Fig. 3. Gabra2-1 mice have behavioral impairments that model intellectual disability as well as other features of ARHGEF9 mutation.

a Gabra2-1 mice have normal levels of distance travelled in the open field, suggesting adequate motor performance. b Gabra2-1 mice maintain high levels of activity across repeated exposures to the open field, suggesting that they do not recall their prior experience in the open field. c Assessment of home cage activity comparing single housed WT and Gabra2-1 mice is suggestive of hyperactivity in Gabra2-1. d Gabra2-1 mice fail to spontaneously alternate arm choice in the T-maze, indicative of working memory impairment. e Heat maps of exploratory activity during the test session of the novel object recognition paradigm, showing representative exploration of the familiar (F) and novel (N) objects by WT and Gabra2-1 mice. f Analysis of time spent exploring the F and N objects during the novel object recognition test session. WT mice spend significantly more time with the N object, while Gabra2-1 mice do not. g Analysis of the discrimination ratio for the N object, which is positive for WT mice, but negative for Gabra2-1 mice. h Gabra2-1 mice spend significantly less time in the light side of the light-dark box. i In the elevated plus maze, Gabra2-1 mice spend less time in the open arms. j Analysis of time spent with novel social (S) or object (O) stimuli in the 3-chambered maze by WT and Gabra2-1 mice. WT mice spend significantly more time with the S stimulus, while Gabra2-1 do not. k Analysis of the discrimination ratio for the S stimulus, which is positive for WT mice, but neutral for Gabra2-1. Graphs b,d plot mean and standard error; graphs a, c, f–k plot median, first and third quartile, and range.

Fig. 4. Gabra2-1 mice are characterized by spontaneous epilepsy during development as well as background EEG abnormalities.

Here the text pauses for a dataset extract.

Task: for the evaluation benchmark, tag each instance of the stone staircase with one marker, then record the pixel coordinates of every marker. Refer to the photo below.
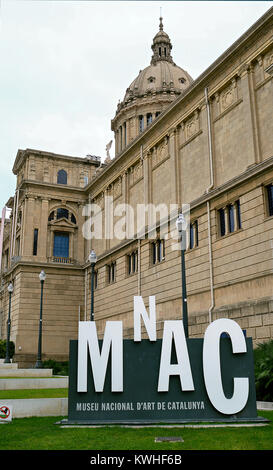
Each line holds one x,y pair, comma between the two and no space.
11,370
12,378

a Line plot superimposing the incidence and severity of spontaneous seizures observed in Gabra2-1 mice with early mortality. Mortality maps directly on to the period of time when the spontaneous seizures are observed. b Representative 24-hour spectrograms and traces from electroencephalogram (EEG) recordings of WT and Gabra2-1 mice. c Fast-Fourier transform analysis of complete 24-hour recordings of WT and Gabra2-1 mice. d, e Fast-Fourier transform analysis of light (ZT0-12) and dark (ZT12-24) phases of the 24 h cycle. f Analysis of δ waveform EEG power reveals an elevation in Gabra2-1 mice compared to WT controls. g θ waveform power is also significantly elevated in Gabra2-1 mice, while σ waveform power remains unchanged (h). i γ waveform power is significantly decreased in Gabra2-1 mice. Graphs c–e plot mean and standard error; graphs f–i plot median, first and third quartile, and range.

Fig. 5. Gabra2-1 mice show EEG abnormalities during all vigilance states, as well as a reduction in the time spent in NREM and REM.

a Representative EEG and EMG traces during Wake, NREM, and REM in WT and Gabra2-1 mice. b–d Fast-Fourier transform analysis of the EEG waveform during specific stages of sleep reveals an elevation in low-frequency waveform power in Gabra2-1 mice that is unique to each sleep stage. e Recording activity in the home cage reveals that Gabra2-1 mice are hyperactive, particularly around the transition from dark to light. f, g. Cumulative activity is increased in Gabra2-1 mice during both the light (ZT0-12) and dark (ZT12-24) phases of the cycle. h Epoch analysis of the EEG recordings reveals that Gabra2-1 mice spend significantly more time in wake during the light phase compared to WT controls, and that the time spent in wake does not differ between light and dark phases for Gabra2-1 mice. i, j Gabra2-1 mice spend significantly less time in NREM and REM during the light phase compared to WT controls. Graphs b–e, h–j plot mean and standard error; graphs f,g plot median, first and third quartile, and range.